OK, that’s not great. The guide had told us to put the duckdb.dll in c:\windows\system32 and I had not done that. So, I properly followed the instructions and dropped it into c:\windows\system32 this time. Now, let’s quickly try that once to see if it helps. That really works.

$ irb
irb(main):001> require 'duckdb'
=> true

Now, we follow the sample from the GitHub repository to see if things are working, but adapted for our needs.
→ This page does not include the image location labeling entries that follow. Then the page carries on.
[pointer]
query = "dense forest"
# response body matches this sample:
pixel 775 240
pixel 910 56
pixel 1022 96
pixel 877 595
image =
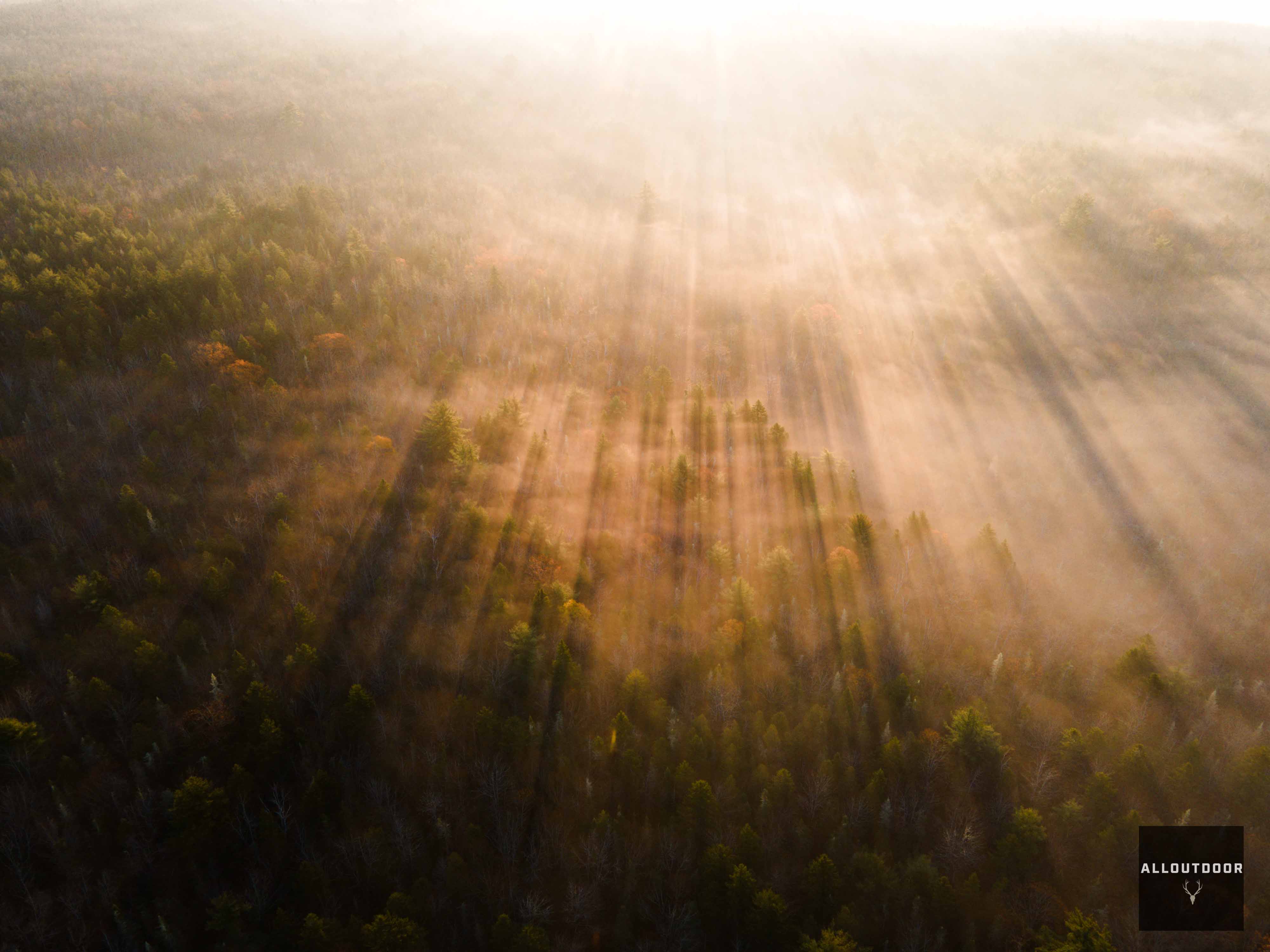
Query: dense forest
pixel 472 493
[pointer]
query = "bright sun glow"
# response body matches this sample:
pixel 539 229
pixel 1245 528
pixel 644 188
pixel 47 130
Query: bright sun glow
pixel 660 17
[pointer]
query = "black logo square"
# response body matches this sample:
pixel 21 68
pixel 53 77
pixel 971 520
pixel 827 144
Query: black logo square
pixel 1191 879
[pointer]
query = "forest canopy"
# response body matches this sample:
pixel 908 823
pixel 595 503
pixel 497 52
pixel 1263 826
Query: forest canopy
pixel 476 492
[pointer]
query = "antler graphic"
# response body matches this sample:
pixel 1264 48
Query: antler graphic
pixel 1198 888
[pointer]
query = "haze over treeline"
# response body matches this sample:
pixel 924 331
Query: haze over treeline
pixel 558 489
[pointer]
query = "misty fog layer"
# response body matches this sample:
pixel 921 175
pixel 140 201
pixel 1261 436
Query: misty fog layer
pixel 543 489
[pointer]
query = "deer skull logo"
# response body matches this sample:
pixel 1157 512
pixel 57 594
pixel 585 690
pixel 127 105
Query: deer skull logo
pixel 1198 888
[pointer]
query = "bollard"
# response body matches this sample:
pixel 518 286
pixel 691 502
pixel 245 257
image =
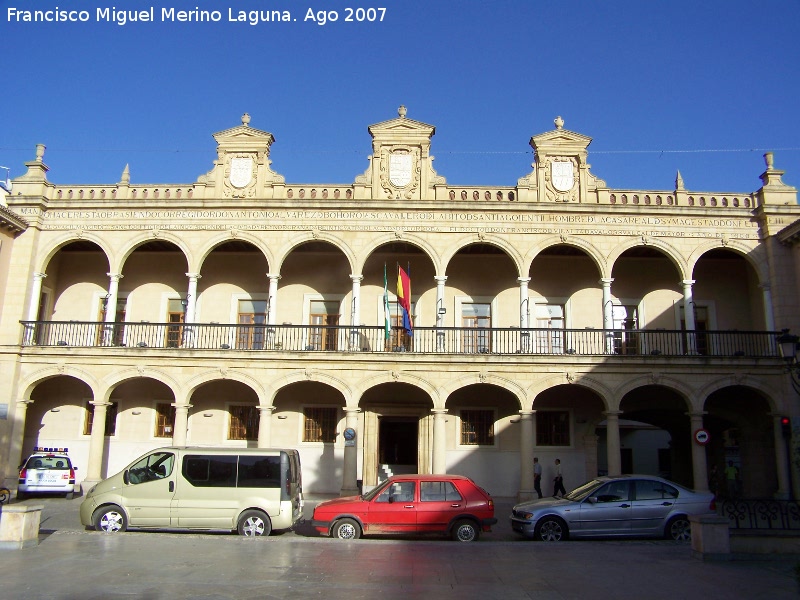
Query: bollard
pixel 19 526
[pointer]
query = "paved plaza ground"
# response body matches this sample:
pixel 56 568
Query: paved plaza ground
pixel 70 562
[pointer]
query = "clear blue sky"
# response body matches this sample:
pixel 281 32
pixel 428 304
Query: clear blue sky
pixel 635 76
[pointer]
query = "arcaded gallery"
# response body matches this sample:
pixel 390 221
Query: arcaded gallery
pixel 454 329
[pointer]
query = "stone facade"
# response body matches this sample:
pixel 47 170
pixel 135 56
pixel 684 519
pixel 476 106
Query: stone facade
pixel 549 316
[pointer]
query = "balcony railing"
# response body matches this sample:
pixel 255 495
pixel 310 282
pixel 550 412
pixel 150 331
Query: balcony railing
pixel 364 338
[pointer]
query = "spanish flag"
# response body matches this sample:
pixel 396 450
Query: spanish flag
pixel 404 298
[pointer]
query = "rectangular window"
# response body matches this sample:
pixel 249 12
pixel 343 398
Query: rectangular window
pixel 175 314
pixel 552 428
pixel 477 427
pixel 550 317
pixel 165 420
pixel 210 471
pixel 319 424
pixel 244 423
pixel 252 318
pixel 111 419
pixel 476 319
pixel 625 322
pixel 324 319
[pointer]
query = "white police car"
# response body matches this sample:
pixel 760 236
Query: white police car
pixel 47 471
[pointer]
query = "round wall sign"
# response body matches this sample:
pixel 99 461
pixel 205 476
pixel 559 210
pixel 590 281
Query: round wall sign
pixel 701 437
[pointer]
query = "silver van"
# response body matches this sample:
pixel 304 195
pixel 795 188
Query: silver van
pixel 250 490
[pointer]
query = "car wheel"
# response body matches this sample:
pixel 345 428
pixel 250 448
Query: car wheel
pixel 346 529
pixel 465 531
pixel 110 519
pixel 254 523
pixel 551 529
pixel 679 529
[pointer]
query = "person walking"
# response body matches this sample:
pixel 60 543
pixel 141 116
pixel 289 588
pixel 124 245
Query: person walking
pixel 537 476
pixel 558 481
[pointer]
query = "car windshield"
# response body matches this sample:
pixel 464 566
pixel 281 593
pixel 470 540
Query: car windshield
pixel 584 491
pixel 48 462
pixel 374 491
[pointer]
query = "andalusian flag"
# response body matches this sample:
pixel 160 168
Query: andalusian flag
pixel 386 314
pixel 404 298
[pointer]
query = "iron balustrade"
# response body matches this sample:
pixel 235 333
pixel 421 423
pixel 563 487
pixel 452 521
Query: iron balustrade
pixel 427 340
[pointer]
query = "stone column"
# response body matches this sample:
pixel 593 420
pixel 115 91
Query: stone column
pixel 440 334
pixel 781 459
pixel 526 455
pixel 524 314
pixel 33 307
pixel 688 315
pixel 350 467
pixel 17 438
pixel 191 298
pixel 96 443
pixel 608 315
pixel 699 466
pixel 272 304
pixel 439 441
pixel 769 314
pixel 265 426
pixel 613 445
pixel 181 423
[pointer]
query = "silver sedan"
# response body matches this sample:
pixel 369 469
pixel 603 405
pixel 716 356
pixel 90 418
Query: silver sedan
pixel 630 505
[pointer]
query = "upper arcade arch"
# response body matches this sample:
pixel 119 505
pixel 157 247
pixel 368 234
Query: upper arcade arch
pixel 43 261
pixel 240 238
pixel 570 241
pixel 486 240
pixel 668 250
pixel 315 237
pixel 162 237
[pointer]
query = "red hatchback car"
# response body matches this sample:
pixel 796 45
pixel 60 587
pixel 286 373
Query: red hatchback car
pixel 410 504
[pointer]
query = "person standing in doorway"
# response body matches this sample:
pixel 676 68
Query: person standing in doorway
pixel 537 476
pixel 558 481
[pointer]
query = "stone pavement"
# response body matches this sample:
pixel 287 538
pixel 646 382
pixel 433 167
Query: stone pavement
pixel 70 563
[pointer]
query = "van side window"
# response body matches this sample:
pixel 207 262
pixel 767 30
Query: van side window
pixel 260 471
pixel 209 470
pixel 152 467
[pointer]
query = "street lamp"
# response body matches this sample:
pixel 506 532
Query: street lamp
pixel 788 344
We do this also in irb as below.

$ irb
irb(main):001> require 'duckdb'
=> true
irb(main):002> db = DuckDB::Database.open
=> #<DuckDB::Database:0x00000206b57c39a0>
irb(main):003> con = db.connect
=> #<DuckDB::Connection:0x00000206b61d1550>
irb(main):004> query = "select filename, COUNT(*) AS LINES FROM read_csv('out_*.csv', filename = true) GROUP by filename;"
=> "select filename, COUNT(*) AS LINES FROM read_csv('out_*.csv', filename = true) GROUP by filename;"
irb(main):005> result = con.query(query)
=> #<DuckDB::Result:0x00000206b288f350>
irb(main):006> result.each { p it }
["out_extracted_h16.csv", 1237490]
["out_extracted_h21.csv", 1348620]
["out_extracted_h23.csv", 1222750]
["out_extracted_h15.csv", 1055910]
["out_extracted_h17.csv", 1324663]
["out_extracted_h22.csv", 1333127]
["out_extracted_h20.csv", 1020644]
["out_extracted_h18.csv", 1370403]
["out_extracted_h19.csv", 1252072]
=> nil

So, we get the same response as before. We also established that our general approach is:

  • create a DB object
  • create a connection
  • get the result from running the query on the connection
  • use the result

That’s all for this post. We got DuckDB running on Windows and accessed it directly as well as from Ruby on Windows. For now, we need to remember to put the DLL into c:\windows\system32 so that it can be found and loaded.

Hope this helps you in getting started.